To model the algebraic expression $x+2$ with algebra tiles:

1. The variable $x$ is typically represented by a rectangular tile, often colored (in this case, orange).
2. The constant $+2$ (the number 2) is represented by two square tiles, also often colored (in this case, orange).

Based on this understanding, let’s evaluate the provided statements:

1. $x+2$ cannot be modeled with algebra tiles.

   • False. The expression $x+2$ can be modeled with algebra tiles.

2. The variable $x$ is represented by a rectangular orange x tile.

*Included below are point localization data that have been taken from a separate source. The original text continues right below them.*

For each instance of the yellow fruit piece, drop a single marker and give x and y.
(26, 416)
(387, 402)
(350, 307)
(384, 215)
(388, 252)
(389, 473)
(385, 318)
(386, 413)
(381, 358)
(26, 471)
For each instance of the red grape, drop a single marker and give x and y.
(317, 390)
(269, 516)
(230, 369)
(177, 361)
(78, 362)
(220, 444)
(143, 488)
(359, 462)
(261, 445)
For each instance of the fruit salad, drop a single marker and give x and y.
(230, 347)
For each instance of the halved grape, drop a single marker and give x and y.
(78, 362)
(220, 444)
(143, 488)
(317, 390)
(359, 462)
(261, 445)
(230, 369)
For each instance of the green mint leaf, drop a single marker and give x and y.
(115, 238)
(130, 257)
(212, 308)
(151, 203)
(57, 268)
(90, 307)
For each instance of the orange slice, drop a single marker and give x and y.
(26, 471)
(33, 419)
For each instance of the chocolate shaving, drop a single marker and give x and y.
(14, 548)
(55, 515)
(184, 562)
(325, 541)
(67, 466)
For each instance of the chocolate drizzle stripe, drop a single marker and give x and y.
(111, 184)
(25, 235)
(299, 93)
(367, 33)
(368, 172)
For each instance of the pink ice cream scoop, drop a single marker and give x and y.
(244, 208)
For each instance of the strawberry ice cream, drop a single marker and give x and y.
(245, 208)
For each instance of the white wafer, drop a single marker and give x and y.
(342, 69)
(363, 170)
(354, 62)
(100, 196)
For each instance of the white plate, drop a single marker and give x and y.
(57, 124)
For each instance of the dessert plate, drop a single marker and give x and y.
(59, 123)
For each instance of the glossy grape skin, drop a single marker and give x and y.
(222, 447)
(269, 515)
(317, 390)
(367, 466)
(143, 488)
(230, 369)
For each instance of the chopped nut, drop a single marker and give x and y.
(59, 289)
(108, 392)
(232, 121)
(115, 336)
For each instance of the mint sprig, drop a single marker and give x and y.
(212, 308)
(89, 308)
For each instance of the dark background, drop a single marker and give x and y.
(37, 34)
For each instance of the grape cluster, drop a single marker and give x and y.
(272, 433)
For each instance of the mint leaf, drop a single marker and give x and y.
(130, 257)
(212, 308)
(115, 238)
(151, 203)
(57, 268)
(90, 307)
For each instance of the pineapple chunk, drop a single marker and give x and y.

   • True. The variable $x$ is represented by a rectangular tile.

3. The variable $x$ is represented by a square orange + tile.

   • False. The variable $x$ is not represented by a square tile.

4. + 2 is represented by 2 rectangular orange x tiles.

   • False. The constant $+2$ is represented by 2 square tiles, not rectangular tiles.

5. + 2 is represented by 2 square orange + tiles.

   • True. The constant $2$ is represented by 2 square tiles.

Thus, the true statements are:

• The variable $x$ is represented by a rectangular orange x tile.
• $+2$ is represented by 2 square orange + tiles.